3 主な相手先別の販売実績及び当該販売実績の総販売実績に対する割合については、当該販売実績の総販売実績に対する割合が100分の10以上の相手先がないため、記載を省略している。

 

(2)財政状態

 当連結会計年度末の総資産は3,245億円となり、前連結会計年度末に比べ42億円増加しました。

 流動資産は2,031億円となり、前連結会計年度末に比べ139億円増加しました。主な要因として、有価証券が56億円、現金及び預金が49億円、受取手形及び売掛金が12億円、商品及び製品が11億円、それぞれ増加したためであります。

 固定資産は1,214億円となり、前連結会計年度末に比べ96億円減少しました。主な要因として、有形固定資産が10億円増加した一方、投資有価証券が104億円減少したためであります。

 当連結会計年度末の負債は944億円となり、前連結会計年度末に比べ5億円増加しました。主な要因として、未払法人税等が47億円増加した一方、1年内返済予定の長期借入金が30億円、繰延税金負債が8億円、短期借入金が5億円、それぞれ減少したためであります。

 当連結会計年度末の純資産は2,301億円となり、前連結会計年度末に比べ37億円増加しました。主な要因として、利益剰余金が88億円、為替換算調整勘定が11億円、それぞれ増加した一方、その他有価証券評価差額金が21億円、自己株式の増加により39億円、それぞれ減少したためであります。

 

(3)キャッシュ・フロー

 当連結会計年度末における現金及び現金同等物(以下「資金」という)は、1,005億円と前連結会計年度末に比べ99億円の資金増となりました。

(営業活動によるキャッシュ・フロー)

 営業活動により獲得した資金は217億円(前年同期比25億円の収入増)となりました。これは、主として税金等調整前当期純利益218億円、減価償却費68億円、持分法による投資損失52億円の資金収入等があった一方、投資有価証券売却損益34億円、固定資産売却益28億円、法人税等の支払額31億円、たな卸資産の増加12億円の資金支出等があったことによるものであります。

(投資活動によるキャッシュ・フロー)

 投資活動により獲得した資金は25億円(前年同期は61億円の支出)となりました。これは、主として投資有価証券の売却による収入56億円、有形固定資産の売却による収入41億円の資金収入等があった一方、設備投資による支出60億円、関係会社株式の取得による支出9億円の資金支出等があったことによるものであります。

(財務活動によるキャッシュ・フロー)

 財務活動により支出した資金は150億円(前年同期比91億円の支出増)となりました。
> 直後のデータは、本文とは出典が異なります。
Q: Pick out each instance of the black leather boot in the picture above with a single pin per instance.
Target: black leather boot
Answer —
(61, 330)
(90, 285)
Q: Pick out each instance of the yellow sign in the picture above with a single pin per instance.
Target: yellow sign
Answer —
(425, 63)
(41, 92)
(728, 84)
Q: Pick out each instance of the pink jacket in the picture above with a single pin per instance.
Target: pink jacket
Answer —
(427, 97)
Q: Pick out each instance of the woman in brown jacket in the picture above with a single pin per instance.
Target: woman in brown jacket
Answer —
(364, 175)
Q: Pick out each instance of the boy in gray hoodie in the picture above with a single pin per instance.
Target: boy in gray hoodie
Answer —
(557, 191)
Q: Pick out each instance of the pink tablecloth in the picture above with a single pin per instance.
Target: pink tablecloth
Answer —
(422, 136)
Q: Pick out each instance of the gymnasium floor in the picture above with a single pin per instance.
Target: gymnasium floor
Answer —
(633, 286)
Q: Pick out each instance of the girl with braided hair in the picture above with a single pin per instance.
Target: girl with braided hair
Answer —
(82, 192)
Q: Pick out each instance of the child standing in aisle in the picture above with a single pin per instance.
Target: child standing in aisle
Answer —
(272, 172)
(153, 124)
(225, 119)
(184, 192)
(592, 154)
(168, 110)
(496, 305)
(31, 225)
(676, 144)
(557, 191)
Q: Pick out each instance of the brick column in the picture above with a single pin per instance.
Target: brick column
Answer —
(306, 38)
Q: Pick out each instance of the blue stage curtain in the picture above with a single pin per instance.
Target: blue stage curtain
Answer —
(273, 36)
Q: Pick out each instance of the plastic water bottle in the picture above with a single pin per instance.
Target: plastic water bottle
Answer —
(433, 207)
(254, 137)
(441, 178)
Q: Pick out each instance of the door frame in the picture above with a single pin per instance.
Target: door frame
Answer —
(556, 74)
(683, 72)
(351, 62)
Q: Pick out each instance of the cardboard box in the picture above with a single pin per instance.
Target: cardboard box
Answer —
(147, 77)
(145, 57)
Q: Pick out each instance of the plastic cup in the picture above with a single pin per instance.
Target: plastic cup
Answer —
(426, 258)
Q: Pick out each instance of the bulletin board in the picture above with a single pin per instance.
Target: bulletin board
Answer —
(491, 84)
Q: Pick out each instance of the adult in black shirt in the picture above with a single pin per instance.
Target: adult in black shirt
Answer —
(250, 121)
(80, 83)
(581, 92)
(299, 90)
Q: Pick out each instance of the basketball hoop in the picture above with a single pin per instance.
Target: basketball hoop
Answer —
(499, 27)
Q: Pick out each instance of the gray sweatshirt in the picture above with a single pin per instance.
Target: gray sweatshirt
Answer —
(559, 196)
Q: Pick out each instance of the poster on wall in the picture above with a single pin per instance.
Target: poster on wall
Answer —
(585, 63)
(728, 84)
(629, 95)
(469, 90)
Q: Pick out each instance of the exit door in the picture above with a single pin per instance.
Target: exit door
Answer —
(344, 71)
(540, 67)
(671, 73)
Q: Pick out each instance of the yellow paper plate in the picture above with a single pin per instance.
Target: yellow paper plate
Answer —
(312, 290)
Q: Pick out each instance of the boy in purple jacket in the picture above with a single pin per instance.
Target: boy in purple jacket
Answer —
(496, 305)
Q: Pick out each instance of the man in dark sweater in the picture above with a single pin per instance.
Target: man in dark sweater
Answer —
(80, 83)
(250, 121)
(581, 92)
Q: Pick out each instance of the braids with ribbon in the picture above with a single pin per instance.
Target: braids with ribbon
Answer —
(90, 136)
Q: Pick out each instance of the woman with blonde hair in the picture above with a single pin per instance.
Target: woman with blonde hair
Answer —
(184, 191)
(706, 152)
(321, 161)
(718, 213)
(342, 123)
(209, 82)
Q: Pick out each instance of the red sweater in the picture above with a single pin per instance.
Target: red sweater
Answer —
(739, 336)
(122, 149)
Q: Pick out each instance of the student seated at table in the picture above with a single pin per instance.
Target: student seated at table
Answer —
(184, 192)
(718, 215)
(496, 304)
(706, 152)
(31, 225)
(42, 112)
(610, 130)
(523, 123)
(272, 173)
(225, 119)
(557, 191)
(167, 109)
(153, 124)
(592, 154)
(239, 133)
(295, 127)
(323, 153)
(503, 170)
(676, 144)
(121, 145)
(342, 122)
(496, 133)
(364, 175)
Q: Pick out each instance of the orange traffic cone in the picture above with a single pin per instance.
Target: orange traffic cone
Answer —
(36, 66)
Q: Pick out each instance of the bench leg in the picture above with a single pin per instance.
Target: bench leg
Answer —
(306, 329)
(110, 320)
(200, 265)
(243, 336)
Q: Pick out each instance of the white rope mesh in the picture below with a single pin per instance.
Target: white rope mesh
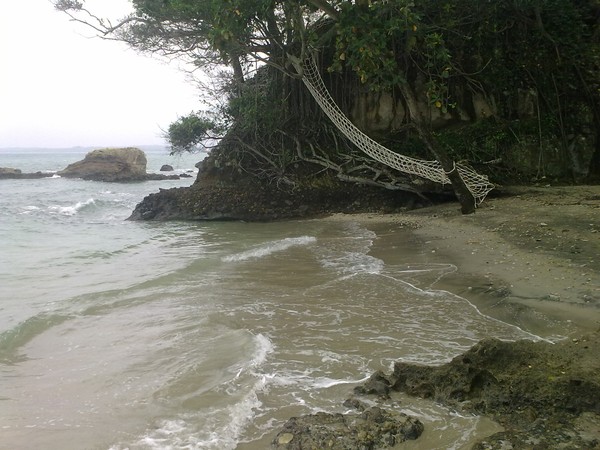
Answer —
(478, 185)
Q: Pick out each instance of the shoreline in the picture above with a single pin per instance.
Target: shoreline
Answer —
(531, 259)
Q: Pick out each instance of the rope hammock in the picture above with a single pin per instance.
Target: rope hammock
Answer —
(477, 184)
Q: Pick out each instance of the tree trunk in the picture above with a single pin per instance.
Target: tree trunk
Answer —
(594, 167)
(464, 196)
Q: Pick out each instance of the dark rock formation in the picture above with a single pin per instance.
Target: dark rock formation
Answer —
(109, 164)
(222, 194)
(545, 395)
(375, 428)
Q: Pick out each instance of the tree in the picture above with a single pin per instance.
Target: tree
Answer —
(433, 53)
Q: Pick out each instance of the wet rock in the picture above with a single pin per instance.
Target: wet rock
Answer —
(375, 428)
(9, 171)
(545, 395)
(16, 174)
(377, 384)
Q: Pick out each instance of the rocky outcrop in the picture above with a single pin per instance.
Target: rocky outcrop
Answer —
(109, 164)
(545, 395)
(17, 174)
(223, 194)
(374, 428)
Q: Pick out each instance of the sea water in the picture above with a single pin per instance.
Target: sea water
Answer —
(180, 335)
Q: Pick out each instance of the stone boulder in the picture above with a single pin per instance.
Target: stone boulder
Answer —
(8, 173)
(371, 429)
(109, 164)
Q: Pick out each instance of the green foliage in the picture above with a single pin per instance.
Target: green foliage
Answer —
(368, 39)
(188, 132)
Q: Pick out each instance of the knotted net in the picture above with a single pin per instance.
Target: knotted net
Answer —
(478, 185)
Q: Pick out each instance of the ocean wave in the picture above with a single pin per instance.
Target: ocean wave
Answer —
(215, 427)
(72, 209)
(12, 340)
(270, 248)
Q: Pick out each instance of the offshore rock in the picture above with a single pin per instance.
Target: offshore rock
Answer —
(109, 164)
(225, 194)
(16, 174)
(374, 428)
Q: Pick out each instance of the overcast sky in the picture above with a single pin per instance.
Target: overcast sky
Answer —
(60, 88)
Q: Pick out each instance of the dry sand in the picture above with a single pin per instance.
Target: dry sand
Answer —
(529, 256)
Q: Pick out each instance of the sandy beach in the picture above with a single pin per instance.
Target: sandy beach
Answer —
(529, 255)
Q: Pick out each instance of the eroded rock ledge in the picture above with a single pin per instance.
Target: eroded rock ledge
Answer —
(371, 429)
(225, 194)
(546, 396)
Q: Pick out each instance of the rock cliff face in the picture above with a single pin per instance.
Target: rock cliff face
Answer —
(109, 164)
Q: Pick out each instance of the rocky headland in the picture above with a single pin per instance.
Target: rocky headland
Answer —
(529, 256)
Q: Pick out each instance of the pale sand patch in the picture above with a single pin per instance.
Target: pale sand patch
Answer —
(531, 258)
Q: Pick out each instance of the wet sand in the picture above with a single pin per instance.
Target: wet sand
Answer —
(529, 256)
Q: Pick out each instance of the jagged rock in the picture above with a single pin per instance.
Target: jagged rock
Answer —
(377, 384)
(542, 393)
(10, 173)
(375, 428)
(109, 164)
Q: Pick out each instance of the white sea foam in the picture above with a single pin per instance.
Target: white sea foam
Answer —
(269, 248)
(72, 209)
(213, 428)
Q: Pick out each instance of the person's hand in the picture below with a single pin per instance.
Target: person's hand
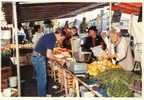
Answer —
(62, 62)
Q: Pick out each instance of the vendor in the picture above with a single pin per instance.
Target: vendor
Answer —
(21, 34)
(67, 40)
(93, 40)
(74, 31)
(38, 33)
(42, 50)
(121, 53)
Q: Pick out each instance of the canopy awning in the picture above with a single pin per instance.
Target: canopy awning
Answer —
(128, 8)
(41, 11)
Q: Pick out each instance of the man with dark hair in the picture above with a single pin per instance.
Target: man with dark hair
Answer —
(43, 49)
(38, 33)
(93, 40)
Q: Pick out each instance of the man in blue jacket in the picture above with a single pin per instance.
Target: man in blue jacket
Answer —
(42, 50)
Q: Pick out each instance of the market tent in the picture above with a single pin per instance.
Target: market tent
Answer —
(129, 8)
(40, 11)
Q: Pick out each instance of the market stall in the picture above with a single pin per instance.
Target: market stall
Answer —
(100, 79)
(81, 76)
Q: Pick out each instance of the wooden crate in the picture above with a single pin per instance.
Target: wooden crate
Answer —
(6, 72)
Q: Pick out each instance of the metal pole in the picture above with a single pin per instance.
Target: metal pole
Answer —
(110, 14)
(142, 61)
(0, 42)
(17, 47)
(143, 12)
(77, 87)
(65, 83)
(131, 25)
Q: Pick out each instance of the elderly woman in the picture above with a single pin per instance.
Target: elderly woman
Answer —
(121, 50)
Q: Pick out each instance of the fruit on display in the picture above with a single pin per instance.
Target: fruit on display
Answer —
(97, 67)
(119, 89)
(118, 82)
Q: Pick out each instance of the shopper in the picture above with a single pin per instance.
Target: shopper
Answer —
(83, 25)
(67, 40)
(21, 34)
(38, 33)
(42, 50)
(93, 40)
(122, 52)
(74, 31)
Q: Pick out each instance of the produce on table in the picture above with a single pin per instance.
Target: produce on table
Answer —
(118, 82)
(97, 67)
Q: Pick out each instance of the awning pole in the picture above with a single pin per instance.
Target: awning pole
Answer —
(17, 47)
(0, 43)
(110, 14)
(131, 24)
(142, 61)
(143, 12)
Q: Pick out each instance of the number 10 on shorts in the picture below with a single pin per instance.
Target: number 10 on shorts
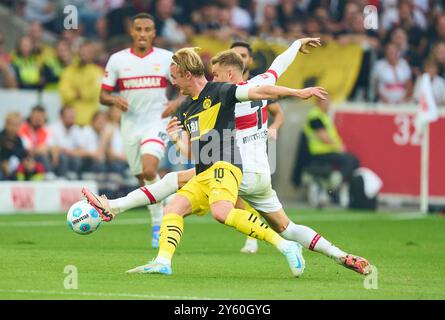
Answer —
(219, 173)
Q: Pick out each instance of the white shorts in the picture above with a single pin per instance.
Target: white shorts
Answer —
(152, 140)
(256, 189)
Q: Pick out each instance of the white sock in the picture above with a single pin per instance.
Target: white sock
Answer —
(146, 195)
(163, 260)
(311, 240)
(155, 208)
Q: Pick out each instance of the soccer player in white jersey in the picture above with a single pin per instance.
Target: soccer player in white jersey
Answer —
(140, 74)
(256, 183)
(273, 107)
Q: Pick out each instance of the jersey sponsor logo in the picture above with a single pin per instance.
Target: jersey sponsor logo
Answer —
(207, 103)
(193, 127)
(260, 135)
(145, 82)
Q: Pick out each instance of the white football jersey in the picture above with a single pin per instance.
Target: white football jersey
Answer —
(142, 80)
(251, 128)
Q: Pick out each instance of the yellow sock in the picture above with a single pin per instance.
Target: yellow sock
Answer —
(170, 235)
(249, 208)
(251, 225)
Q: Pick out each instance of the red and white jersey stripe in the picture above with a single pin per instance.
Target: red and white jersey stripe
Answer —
(251, 128)
(142, 80)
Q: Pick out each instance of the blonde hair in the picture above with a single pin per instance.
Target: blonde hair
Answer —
(229, 58)
(13, 116)
(187, 59)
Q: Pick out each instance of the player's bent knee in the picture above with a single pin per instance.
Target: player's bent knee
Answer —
(149, 174)
(220, 210)
(278, 221)
(178, 205)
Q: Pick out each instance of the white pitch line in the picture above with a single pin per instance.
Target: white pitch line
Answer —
(295, 218)
(106, 294)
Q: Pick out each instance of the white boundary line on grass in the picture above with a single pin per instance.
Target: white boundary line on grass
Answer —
(331, 217)
(106, 294)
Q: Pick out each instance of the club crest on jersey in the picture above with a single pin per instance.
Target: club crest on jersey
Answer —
(207, 103)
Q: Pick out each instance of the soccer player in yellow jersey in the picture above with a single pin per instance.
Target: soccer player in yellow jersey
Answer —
(209, 119)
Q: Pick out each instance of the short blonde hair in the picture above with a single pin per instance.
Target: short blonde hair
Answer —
(229, 58)
(187, 59)
(13, 116)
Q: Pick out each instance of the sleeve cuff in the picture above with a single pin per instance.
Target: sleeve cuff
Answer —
(107, 87)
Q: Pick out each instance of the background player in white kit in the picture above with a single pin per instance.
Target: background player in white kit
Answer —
(140, 74)
(273, 107)
(255, 186)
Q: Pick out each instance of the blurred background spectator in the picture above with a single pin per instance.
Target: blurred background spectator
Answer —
(12, 151)
(35, 135)
(65, 141)
(80, 84)
(392, 77)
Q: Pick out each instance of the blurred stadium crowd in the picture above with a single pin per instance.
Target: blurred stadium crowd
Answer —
(410, 40)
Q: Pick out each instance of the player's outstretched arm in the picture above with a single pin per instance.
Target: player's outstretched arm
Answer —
(285, 59)
(178, 137)
(278, 115)
(172, 105)
(277, 92)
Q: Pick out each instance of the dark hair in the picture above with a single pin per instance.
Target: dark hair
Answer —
(242, 44)
(38, 108)
(64, 108)
(142, 15)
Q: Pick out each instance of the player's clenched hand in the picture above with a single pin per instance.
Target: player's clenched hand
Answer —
(306, 43)
(170, 108)
(174, 127)
(307, 93)
(121, 103)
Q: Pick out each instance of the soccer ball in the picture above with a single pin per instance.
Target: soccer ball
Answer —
(83, 218)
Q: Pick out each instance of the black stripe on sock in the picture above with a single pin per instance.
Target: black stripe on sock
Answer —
(172, 243)
(177, 228)
(173, 239)
(174, 230)
(234, 177)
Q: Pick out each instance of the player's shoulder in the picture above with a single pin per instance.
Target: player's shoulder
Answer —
(121, 53)
(162, 50)
(167, 54)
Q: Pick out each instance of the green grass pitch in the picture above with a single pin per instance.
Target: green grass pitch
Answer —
(407, 250)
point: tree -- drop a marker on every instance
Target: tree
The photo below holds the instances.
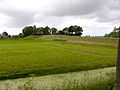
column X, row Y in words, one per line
column 5, row 33
column 114, row 33
column 46, row 30
column 28, row 31
column 117, row 80
column 54, row 30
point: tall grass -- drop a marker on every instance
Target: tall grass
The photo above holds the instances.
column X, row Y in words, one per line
column 21, row 58
column 101, row 79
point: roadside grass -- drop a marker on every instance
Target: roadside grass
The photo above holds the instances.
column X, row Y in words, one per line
column 37, row 56
column 99, row 79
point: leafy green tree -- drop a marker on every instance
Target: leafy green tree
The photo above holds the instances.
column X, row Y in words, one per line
column 28, row 31
column 5, row 33
column 54, row 30
column 46, row 30
column 114, row 33
column 76, row 29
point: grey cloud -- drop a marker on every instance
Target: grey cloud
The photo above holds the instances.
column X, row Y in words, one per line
column 19, row 18
column 102, row 10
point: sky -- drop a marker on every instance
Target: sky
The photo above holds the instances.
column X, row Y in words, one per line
column 96, row 17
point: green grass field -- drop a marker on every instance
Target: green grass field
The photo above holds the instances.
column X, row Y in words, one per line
column 43, row 55
column 100, row 79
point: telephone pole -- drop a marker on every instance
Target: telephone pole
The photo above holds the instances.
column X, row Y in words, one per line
column 117, row 79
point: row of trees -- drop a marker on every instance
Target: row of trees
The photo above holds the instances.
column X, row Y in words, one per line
column 5, row 35
column 32, row 30
column 114, row 33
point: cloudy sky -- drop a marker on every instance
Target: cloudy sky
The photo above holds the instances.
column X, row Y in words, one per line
column 97, row 17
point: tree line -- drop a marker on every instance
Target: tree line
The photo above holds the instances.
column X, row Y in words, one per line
column 32, row 30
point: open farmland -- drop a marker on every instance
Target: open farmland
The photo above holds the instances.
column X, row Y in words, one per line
column 35, row 56
column 100, row 79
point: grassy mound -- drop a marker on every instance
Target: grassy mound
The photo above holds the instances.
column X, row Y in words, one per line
column 101, row 79
column 40, row 56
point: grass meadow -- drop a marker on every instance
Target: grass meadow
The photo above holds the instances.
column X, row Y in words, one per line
column 100, row 79
column 45, row 55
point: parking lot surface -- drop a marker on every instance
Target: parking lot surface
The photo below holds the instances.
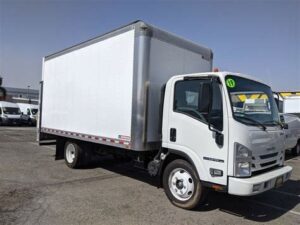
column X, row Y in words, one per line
column 36, row 189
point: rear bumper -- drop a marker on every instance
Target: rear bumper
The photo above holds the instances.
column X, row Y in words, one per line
column 260, row 183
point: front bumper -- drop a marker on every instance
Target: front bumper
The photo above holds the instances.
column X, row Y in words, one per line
column 10, row 121
column 260, row 183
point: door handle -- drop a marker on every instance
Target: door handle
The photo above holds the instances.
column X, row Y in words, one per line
column 173, row 134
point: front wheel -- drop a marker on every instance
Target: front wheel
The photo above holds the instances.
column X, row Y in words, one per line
column 182, row 185
column 296, row 149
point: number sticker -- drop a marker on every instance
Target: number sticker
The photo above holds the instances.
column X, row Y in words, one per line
column 230, row 83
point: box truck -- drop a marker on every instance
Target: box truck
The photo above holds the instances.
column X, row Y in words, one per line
column 148, row 94
column 10, row 113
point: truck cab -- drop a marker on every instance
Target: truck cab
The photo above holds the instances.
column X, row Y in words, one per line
column 10, row 113
column 227, row 127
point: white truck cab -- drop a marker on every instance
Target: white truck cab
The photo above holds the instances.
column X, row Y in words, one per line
column 240, row 151
column 9, row 113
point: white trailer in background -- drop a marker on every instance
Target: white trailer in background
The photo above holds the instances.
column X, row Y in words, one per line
column 10, row 113
column 139, row 91
column 288, row 102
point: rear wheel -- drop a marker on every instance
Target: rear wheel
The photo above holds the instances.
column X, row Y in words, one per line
column 296, row 149
column 74, row 155
column 182, row 185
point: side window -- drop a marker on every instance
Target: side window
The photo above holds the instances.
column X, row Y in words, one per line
column 216, row 114
column 192, row 98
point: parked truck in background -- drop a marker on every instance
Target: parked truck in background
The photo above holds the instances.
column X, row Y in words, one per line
column 29, row 113
column 10, row 113
column 292, row 133
column 148, row 94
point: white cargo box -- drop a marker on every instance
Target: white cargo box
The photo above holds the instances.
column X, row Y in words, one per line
column 108, row 89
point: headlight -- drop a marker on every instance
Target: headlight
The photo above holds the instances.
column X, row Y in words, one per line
column 243, row 161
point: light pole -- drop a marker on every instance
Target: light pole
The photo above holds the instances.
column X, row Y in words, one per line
column 28, row 91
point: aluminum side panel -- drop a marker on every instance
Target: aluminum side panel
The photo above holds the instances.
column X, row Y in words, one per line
column 86, row 90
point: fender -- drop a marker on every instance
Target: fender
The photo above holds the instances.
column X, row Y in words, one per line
column 190, row 156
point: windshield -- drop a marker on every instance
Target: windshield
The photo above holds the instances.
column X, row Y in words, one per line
column 252, row 102
column 34, row 111
column 11, row 110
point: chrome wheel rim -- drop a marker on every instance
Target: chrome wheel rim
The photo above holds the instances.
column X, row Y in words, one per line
column 181, row 184
column 70, row 153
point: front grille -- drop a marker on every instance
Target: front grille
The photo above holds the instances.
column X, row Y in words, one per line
column 265, row 160
column 268, row 155
column 264, row 170
column 267, row 163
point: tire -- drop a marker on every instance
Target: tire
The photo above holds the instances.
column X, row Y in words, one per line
column 296, row 149
column 182, row 185
column 74, row 155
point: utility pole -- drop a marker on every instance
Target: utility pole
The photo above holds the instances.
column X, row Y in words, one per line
column 28, row 91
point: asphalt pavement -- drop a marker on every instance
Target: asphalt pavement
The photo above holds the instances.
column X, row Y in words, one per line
column 36, row 189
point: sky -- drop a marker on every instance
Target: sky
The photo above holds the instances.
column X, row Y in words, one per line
column 259, row 38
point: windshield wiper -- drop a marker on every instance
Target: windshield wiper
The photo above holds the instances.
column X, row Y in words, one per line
column 254, row 121
column 274, row 122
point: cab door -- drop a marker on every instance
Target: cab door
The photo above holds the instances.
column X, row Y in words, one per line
column 196, row 126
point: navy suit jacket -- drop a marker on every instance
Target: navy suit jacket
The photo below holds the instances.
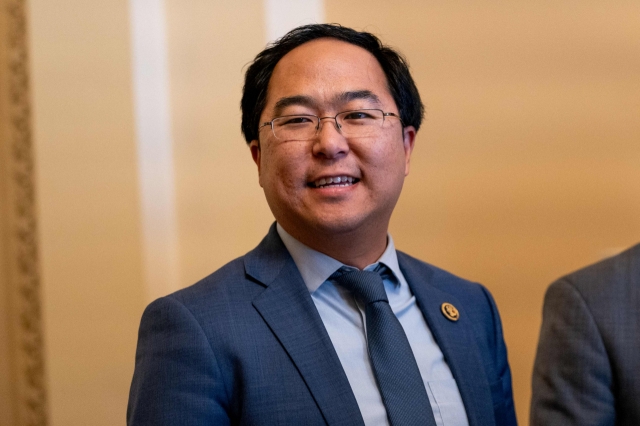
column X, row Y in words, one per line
column 246, row 346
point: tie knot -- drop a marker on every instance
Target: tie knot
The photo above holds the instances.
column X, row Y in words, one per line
column 367, row 286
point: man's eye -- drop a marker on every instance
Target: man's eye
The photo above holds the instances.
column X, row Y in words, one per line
column 358, row 115
column 292, row 121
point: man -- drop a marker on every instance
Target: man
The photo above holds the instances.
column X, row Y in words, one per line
column 587, row 369
column 278, row 336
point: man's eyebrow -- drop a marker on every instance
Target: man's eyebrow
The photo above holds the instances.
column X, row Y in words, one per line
column 292, row 100
column 358, row 94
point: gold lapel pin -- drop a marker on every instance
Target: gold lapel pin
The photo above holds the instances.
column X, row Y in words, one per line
column 450, row 312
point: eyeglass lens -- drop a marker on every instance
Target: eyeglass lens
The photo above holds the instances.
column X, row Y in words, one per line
column 360, row 123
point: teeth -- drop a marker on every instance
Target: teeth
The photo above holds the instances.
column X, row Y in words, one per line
column 336, row 181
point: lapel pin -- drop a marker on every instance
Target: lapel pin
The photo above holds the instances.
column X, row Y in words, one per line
column 450, row 312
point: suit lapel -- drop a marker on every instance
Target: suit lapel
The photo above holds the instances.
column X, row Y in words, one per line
column 456, row 341
column 286, row 306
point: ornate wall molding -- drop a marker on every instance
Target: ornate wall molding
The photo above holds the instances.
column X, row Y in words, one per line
column 20, row 221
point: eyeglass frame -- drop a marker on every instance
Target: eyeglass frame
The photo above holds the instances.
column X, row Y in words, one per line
column 335, row 118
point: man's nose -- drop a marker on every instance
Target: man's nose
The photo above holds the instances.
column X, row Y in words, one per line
column 329, row 142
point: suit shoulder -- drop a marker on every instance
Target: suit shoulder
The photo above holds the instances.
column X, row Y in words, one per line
column 226, row 287
column 606, row 276
column 438, row 277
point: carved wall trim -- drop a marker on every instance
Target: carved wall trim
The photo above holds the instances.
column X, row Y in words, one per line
column 20, row 222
これは、主として配当金の支払額48億円、自己株式の取得による支出39億円、長期借入金の返済による支出31億円、リース債務の返済による支出12億円、自己株式取得のための預託金の増加10億円の資金支出等があったことによるものであります。

 

(資本の財源及び資金の流動性)

 当社グループは、「長期ビジョンCCC2030」にて、成長戦略により2030年売上高5,000億円との目標を掲げており、その達成に向けて第3次中期経営計画「Field  Expansion 2024」を2021年11月29日に公表し、既存事業のブラッシュアップと新たなニーズを取り込んだ事業領域の拡張への取り組みを開始しております。この計画を進めるにあたり持続的な企業価値向上に向けた戦略投資500億円を実行していく予定です。

 運転資金及び投資資金につきましては、内部留保のほか金融機関からの借入により調達しております。また、内部留保により必要な資金の流動性を確保するとともに、当社グループにおいてキャッシュ・マネジメント・システムを導入し、グループ内資金の効率化を図っております。

 このほか当社は、当連結会計年度末において運転資金の効率的な調達を行うため、取引銀行10行と130億円の貸出コミットメント契約を締結しております。

 

(4)重要な会計上の見積り及び当該見積りに用いた仮定

 連結財務諸表の作成に当たって用いた会計上の見積り及び当該見積りに用いた仮定のうち、重要なものについては、「第5 経理の状況 1 連結財務諸表等 (1)連結財務諸表 注記事項(重要な会計上の見積り)」に記載のとおりであります。

 

(5)経営成績に重要な影響を与える要因について

「第2 事業の状況 2 事業等のリスク」に記載のとおりであります。